Dáil debates

Tuesday, 11 March 2014

Ceisteanna - Questions - Priority Questions

Post Office Network

2:00 pm

Photo of Pat RabbittePat Rabbitte (Dublin South West, Labour) | Oireachtas source

There is no Government plan to close post offices. The decline in post office numbers has, in fact, been arrested. Figures in the Grant Thornton report commissioned by the Irish Postmasters Union show that, although there were 197 closures between 2006 and 2010, from the end of 2010 to date there have been 17 closures.

Reference was made to the business carried out by An Post for the Department of Social Protection. The new six year contract to handle social welfare payments, which was recently won by An Post, is good news for the post office network. Securing the future feasibility of the post office network in the longer term will not be achieved by restricting individual access to e-payment solutions. Rather, the post office network must continue to modernise, as it is doing, to provide the services that its customers require. An Post has undertaken a programme of capital investment especially in the computerisation of the post office network, including the automation of all post offices. As a result, the post office network stands well positioned to become the front-office provider of choice for Government and the financial services sector for both electronic transactions as well as the more traditional over-the-counter transactions. Naturally, any such developments would have to be subject to public procurement requirements, as appropriate.

An Post has made considerable progress towards diversification with its enhanced arrangement with Aviva for the transfer of Aviva Ireland's branch office personal business insurance business book to One Direct.

The opportunity to pay local property tax through the post office network has also been secured. It is also important to acknowledge the responsibilities of postmasters themselves to develop new ways of meeting customers’ needs at the post office counter. I look forward to hearing what the Irish Postmasters Union considers its members can achieve at a meeting I am due to hold with the union soon.

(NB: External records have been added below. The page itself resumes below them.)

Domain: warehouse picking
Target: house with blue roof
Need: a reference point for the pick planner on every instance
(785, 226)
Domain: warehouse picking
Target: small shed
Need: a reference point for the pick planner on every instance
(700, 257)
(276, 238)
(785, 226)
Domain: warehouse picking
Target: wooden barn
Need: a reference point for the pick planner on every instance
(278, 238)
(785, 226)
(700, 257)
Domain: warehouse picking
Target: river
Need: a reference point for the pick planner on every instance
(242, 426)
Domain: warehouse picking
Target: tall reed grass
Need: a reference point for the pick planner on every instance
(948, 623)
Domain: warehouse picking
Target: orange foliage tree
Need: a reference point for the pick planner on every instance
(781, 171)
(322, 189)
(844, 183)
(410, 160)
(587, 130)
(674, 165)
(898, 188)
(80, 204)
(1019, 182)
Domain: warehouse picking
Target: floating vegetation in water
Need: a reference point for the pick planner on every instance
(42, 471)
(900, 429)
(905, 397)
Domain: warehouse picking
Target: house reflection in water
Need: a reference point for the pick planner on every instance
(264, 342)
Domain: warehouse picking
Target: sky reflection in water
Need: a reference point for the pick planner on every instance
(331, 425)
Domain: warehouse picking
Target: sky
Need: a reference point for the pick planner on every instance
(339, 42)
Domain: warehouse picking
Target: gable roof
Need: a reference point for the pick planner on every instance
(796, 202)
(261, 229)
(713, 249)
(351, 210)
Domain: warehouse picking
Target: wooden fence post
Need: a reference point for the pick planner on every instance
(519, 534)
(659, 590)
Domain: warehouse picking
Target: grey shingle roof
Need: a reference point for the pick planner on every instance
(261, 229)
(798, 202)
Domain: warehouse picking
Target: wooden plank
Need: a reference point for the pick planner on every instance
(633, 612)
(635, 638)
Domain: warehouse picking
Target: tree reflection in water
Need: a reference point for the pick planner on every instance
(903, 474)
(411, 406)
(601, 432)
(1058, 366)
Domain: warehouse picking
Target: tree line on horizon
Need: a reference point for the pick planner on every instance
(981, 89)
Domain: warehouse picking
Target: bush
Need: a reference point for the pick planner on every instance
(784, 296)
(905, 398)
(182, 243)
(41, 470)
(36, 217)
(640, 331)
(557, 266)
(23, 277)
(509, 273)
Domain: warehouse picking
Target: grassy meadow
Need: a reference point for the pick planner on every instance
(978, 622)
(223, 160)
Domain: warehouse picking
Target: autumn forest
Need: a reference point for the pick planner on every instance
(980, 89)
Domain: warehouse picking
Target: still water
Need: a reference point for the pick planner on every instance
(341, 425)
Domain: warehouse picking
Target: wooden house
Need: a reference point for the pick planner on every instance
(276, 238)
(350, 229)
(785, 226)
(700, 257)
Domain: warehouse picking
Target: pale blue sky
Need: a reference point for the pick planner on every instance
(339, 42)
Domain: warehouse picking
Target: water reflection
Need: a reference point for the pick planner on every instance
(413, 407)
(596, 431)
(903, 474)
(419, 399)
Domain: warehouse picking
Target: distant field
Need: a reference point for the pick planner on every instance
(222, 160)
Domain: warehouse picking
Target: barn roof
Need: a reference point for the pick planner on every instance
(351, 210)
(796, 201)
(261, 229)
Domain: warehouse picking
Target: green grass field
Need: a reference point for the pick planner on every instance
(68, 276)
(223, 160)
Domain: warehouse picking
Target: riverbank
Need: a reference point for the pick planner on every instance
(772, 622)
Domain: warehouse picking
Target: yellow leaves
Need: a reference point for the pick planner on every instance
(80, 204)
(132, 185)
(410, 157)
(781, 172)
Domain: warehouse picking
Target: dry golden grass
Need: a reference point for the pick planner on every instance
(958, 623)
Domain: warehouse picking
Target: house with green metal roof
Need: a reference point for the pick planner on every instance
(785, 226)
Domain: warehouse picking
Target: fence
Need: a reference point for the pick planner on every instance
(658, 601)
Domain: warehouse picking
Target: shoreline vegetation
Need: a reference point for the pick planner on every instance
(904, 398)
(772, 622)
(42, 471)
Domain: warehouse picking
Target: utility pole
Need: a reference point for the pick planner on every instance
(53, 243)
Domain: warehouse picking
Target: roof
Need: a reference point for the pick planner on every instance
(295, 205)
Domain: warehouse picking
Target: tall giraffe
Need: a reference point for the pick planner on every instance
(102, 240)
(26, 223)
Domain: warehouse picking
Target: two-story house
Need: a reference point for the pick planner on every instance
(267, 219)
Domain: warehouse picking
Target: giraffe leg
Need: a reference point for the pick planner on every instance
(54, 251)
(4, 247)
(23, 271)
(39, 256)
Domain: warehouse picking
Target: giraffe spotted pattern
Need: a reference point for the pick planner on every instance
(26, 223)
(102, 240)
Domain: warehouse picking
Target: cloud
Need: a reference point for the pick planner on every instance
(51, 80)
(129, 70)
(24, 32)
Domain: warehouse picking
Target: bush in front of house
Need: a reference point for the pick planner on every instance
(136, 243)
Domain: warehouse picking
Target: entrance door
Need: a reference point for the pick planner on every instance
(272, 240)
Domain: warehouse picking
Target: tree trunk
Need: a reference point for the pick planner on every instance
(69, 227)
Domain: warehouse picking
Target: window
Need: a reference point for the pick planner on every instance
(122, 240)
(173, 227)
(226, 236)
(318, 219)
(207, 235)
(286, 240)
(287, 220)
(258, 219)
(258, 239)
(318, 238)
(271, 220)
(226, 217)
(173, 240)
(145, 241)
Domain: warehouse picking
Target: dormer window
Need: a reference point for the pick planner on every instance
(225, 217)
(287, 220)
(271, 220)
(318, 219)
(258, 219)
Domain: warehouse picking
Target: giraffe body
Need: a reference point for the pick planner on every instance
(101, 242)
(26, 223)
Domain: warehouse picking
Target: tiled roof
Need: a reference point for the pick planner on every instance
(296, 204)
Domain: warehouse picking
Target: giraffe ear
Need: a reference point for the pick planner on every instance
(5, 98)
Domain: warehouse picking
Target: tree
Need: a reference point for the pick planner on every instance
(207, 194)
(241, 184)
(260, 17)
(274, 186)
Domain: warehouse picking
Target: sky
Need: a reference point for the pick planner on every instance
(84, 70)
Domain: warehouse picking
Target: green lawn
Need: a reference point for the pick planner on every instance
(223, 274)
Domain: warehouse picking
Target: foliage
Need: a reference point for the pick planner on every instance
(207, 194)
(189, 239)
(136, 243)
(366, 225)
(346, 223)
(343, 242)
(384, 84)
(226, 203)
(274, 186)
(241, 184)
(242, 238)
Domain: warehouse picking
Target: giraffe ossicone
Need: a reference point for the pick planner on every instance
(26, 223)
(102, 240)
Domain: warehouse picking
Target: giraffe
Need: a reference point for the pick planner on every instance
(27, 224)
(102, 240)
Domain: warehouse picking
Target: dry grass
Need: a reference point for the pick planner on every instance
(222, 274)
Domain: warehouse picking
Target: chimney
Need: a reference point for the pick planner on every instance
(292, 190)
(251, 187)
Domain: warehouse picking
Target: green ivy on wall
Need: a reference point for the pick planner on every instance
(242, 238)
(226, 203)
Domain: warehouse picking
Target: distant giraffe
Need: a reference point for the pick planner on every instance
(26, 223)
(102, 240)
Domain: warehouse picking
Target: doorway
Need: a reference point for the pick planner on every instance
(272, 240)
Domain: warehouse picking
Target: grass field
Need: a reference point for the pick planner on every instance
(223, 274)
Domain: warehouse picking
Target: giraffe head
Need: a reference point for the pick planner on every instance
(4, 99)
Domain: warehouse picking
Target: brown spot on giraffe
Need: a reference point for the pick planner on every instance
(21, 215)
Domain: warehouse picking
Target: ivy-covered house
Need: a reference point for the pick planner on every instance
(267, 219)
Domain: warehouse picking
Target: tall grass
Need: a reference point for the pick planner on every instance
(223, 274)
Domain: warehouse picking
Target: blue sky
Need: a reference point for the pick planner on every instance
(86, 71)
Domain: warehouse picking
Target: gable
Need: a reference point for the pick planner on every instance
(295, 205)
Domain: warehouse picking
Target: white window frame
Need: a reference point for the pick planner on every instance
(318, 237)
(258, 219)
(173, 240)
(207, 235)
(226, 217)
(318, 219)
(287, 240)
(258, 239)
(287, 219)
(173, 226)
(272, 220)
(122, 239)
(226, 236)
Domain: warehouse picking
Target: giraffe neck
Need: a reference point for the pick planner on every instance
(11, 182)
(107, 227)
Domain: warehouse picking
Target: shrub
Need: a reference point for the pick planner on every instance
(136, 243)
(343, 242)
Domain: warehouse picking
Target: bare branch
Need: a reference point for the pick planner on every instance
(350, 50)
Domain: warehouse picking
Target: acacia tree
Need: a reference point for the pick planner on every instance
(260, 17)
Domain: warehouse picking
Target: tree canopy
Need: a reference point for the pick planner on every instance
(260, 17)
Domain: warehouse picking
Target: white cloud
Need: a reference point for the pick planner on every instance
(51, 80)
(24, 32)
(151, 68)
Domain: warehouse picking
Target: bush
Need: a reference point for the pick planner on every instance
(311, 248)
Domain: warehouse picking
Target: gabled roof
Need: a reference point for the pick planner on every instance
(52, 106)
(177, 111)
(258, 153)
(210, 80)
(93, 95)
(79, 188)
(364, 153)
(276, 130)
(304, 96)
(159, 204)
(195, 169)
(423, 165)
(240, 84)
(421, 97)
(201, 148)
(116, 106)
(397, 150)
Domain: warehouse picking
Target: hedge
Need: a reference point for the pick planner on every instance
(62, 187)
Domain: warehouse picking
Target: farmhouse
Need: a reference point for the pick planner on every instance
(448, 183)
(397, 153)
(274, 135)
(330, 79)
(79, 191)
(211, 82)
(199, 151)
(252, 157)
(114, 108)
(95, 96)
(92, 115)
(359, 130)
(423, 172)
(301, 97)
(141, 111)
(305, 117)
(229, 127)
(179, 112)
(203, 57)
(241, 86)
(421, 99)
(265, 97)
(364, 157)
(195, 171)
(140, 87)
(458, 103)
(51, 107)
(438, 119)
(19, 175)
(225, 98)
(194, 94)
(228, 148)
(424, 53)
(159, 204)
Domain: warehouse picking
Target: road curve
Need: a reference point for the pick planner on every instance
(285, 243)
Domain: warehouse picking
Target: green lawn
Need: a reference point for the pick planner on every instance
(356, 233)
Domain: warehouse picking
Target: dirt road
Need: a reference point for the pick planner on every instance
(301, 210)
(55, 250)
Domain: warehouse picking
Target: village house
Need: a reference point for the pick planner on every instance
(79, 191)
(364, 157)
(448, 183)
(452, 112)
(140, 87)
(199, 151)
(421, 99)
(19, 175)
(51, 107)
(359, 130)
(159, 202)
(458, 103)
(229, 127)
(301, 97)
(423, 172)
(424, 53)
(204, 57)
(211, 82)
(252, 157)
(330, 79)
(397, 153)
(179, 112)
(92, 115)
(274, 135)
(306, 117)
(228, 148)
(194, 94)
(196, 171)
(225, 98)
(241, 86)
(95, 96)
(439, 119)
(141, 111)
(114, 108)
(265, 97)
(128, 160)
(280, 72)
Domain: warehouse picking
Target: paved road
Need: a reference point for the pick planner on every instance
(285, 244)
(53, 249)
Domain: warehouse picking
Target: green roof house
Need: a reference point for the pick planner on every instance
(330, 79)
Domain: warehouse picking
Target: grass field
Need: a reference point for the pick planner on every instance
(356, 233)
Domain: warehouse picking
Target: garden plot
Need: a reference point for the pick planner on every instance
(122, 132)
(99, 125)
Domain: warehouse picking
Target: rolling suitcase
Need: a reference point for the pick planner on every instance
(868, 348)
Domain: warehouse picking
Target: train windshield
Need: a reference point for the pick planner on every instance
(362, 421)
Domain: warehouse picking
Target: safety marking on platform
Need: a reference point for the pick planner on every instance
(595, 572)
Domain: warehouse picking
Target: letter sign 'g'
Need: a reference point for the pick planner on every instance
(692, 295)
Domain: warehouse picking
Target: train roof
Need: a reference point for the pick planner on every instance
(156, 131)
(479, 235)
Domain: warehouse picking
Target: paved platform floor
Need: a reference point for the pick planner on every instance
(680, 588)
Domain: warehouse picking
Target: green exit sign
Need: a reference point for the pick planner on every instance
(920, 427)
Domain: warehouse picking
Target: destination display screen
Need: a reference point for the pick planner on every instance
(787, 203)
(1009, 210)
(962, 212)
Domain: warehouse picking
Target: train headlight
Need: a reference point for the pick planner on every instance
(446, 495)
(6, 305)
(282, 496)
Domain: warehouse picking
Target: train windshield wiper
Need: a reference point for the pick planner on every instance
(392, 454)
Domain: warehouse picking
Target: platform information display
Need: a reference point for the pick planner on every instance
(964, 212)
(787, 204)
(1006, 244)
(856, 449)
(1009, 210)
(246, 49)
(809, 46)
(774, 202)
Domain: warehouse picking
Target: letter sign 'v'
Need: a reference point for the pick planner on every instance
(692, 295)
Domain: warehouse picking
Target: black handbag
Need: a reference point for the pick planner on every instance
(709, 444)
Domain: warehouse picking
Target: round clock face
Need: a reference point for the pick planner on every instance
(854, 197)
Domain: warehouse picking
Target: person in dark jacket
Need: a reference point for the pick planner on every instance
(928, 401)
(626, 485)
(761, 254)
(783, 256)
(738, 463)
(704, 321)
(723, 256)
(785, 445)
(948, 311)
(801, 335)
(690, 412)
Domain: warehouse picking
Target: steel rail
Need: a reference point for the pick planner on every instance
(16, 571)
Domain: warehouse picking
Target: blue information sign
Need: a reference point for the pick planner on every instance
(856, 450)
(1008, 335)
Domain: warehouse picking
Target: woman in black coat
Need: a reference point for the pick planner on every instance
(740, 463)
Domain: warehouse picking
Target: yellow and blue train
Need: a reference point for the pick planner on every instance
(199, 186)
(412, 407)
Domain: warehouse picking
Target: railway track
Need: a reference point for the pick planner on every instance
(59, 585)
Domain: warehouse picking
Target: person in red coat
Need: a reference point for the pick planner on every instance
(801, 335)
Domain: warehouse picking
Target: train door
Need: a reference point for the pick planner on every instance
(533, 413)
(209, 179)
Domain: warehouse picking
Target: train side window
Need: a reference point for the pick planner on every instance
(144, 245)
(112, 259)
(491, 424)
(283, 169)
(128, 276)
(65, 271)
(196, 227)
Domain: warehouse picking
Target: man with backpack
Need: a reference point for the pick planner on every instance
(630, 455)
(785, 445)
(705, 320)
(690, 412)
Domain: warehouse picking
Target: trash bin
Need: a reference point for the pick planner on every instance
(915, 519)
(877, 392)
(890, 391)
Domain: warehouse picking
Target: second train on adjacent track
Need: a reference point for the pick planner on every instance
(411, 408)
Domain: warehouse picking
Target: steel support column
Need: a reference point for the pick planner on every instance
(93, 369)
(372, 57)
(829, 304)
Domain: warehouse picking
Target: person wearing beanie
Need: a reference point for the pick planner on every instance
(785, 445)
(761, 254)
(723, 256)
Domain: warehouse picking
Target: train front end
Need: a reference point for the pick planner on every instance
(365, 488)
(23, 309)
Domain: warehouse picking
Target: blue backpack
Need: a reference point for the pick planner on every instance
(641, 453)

Additional information not given on the floor of the House

I welcomed the fact that the Government has agreed to my proposal for a whole-of-Government consideration, encompassing central and local government and the wider public service, of the nature and extent of services that can be provided to the public using the post office network as a front office of Government. This whole-of-Government analysis will be undertaken in the first instance by the Cabinet committee on social policy with a view to a report to Government by that committee. This will afford an opportunity for a holistic review of the range of services which could be provided by the post office network and could perhaps yield synergies among the different agencies. The Cabinet committee on social policy is the appropriate vehicle for dealing with the whole-of-Government approach required for the future of the post office network.